We hope that VistoSeg will be useful for your research. Please use the following information to cite the package and the overall approach. Thank you!

@article {Tippani2022,
    author = {Tippani, Madhavi and Divecha, Heena R. and Catallini II,
        Joseph L. and Kwon, Sang Ho and Weber, Lukas M. and Spangler, Abby and Jaffe,
        Andrew E. and Hicks, Stephanie C. and Martinowich, Keri and
        Collado-Torres, Leonardo and Page, Stephanie C. and Maynard,
        Kristen R.},
    title = {VistoSeg: processing utilities for high-resolution Visium/Visium-IF 
    images for spatial transcriptomics data},
    year = {2022},
    doi = {[https://doi.org/10.1101/2021.08.04.452489](https://doi.org/10.1101/2021.08.04.452489)},
    publisher = {TODO},
    URL = {TODO},
    journal = {bioRxiv}
}
Project lead: Madhavi Tippani, Staff Scientist in the Imaging Development Group at the Lieber Institute for Brain Development.

Initial versions of spotspotcheck and countNuclei were developed by Joseph L. Catallini II.

Image Acquisition

The 10X Visium Spatial Gene Expression Imaging Guidelines are followed for acquiring the images. Images are acquired at 40x magnification using a Leica CS2 slide scanner and saved as ‘.SVS files.’ These ‘.SVS files’ are then exported as ‘TIF files’ for downstream analysis. The entire Visium slide (4 capture areas with fiducial frames), is scanned in a single file (~20GB).

Software Requirements

The pipeline was developed under the following software configuration.
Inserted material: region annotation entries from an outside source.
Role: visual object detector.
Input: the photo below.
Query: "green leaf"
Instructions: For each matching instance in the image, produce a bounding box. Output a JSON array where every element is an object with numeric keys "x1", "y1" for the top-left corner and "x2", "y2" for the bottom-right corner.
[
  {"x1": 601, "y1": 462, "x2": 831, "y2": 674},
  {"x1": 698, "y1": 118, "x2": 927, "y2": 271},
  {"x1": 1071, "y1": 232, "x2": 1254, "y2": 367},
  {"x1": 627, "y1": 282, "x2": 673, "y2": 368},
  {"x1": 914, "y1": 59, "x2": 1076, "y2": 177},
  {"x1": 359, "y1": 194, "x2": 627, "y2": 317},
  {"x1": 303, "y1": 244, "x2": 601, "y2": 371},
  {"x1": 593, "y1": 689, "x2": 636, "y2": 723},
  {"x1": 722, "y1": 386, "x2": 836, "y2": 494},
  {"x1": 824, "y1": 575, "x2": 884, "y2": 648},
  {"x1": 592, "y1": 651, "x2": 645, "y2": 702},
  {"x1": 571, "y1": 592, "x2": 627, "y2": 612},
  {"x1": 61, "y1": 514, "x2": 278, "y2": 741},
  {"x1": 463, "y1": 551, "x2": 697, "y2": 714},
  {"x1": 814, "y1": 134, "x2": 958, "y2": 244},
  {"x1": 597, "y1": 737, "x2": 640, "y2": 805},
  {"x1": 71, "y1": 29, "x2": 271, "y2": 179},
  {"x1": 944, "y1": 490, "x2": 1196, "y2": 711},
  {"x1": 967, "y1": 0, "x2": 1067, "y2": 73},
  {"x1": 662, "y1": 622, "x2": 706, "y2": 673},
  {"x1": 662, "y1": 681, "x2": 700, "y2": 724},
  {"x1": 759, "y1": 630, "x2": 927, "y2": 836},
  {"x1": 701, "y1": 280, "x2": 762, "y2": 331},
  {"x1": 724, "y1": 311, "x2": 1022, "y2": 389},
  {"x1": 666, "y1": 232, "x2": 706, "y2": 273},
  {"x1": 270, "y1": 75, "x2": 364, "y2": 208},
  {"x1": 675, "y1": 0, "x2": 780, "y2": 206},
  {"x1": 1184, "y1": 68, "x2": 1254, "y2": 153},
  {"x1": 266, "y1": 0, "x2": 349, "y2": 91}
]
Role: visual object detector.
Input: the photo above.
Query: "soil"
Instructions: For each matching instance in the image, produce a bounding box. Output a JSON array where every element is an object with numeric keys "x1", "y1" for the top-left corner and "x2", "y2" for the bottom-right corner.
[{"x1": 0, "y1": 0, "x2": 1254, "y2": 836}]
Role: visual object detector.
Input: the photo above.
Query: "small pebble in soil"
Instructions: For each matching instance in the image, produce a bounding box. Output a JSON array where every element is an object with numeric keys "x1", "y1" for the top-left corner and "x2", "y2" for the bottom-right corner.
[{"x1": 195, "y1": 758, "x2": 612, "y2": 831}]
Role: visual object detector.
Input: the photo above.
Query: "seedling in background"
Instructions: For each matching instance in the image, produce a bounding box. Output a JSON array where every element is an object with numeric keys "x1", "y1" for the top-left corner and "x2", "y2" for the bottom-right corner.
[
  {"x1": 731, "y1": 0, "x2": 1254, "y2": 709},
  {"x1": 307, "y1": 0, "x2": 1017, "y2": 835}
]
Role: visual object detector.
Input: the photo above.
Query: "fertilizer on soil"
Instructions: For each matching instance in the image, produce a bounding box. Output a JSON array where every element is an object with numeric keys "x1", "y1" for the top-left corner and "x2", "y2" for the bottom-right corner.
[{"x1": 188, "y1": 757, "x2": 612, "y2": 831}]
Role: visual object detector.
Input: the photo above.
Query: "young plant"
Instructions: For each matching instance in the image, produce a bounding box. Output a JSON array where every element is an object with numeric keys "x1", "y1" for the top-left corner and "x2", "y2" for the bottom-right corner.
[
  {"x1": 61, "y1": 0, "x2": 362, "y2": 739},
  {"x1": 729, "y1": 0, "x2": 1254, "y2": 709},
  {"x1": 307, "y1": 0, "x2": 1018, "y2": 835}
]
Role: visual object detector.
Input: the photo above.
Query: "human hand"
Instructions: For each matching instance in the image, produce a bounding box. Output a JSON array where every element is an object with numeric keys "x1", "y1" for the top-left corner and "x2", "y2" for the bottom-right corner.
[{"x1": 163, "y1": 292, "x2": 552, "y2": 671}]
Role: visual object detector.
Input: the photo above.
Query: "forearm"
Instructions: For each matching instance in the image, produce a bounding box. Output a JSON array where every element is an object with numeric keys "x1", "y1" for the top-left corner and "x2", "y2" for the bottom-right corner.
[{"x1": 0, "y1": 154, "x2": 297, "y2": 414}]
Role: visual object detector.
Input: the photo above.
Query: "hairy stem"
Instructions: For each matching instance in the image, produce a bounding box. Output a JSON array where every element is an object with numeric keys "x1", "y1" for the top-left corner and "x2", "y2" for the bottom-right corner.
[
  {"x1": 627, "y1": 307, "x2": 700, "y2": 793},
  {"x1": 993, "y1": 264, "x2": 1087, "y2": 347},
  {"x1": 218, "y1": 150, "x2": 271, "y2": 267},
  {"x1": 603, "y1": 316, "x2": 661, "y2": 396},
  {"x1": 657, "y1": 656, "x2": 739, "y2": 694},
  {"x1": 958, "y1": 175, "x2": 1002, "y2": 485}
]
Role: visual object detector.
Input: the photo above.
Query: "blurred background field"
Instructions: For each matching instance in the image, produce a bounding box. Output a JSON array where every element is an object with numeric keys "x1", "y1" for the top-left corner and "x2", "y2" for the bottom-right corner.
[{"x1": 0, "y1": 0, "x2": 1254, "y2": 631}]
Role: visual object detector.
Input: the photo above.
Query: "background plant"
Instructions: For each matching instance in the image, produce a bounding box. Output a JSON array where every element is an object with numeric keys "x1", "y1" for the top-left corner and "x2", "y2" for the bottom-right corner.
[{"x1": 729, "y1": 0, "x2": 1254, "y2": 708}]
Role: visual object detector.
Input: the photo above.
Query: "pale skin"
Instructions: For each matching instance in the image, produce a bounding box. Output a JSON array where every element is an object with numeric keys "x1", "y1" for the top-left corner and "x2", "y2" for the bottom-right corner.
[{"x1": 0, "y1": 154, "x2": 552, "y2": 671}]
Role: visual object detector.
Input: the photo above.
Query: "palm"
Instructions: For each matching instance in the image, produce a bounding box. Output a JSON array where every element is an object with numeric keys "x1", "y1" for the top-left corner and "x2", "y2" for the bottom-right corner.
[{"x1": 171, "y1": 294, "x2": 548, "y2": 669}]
VistoSeg has been tested on Linux, Windows and MacOS.

  1. MATLAB
    MATLAB version R2019a 64-bit or later is required to run the VistoSeg pipeline with the Image Processing Toolbox preloaded.

  2. Memory
    Visium whole slide images are high resolution, and the typical size of these multiplane tif images produced in-house is ~25GB. The system RAM (we use ~75GB) should be thrice the size of the multiplane tif image to load it into MATLAB and split them into individual capture areas. The rest of the processing, on individual capture tifs can be performed on a system with as little as 16GB of RAM.

  3. Installation
    The pipeline is available at https://github.com/LieberInstitute/VistoSeg, which can be download to your system from the Github website directly or the main repository can be cloned to your system using the following command on terminal/command prompt.

git clone https://github.com/LieberInstitute/VistoSeg.git

All the code exists in the code directory inside the main VistoSeg directory. The user’s working directory on MATLAB should be the path to the code directory in the downloaded repository, to run any functions this pipeline provides. Once the repository is downloaded, the user can run either of the following code to change their working directory on MATLAB to the code directory.

cd /path_to_the_downloaded_repository/VistoSeg/code/
addpath(genpath('/path_to_the_downloaded_repository/VistoSeg/code/'))

Getting Help

If you are using VistoSeg and are running into unexpected problems, please report them publicly such that other users might benefit from the answers. Thank you!

Data Availability

The raw Visium .tif file is available at through AWS.

Other potential datasets
1. LIBD pilot DLPFC
2. 10x Genomics spatial data sets
3. All input files and output files for the samples images used in every step in the pipeline are provided at the end of the section.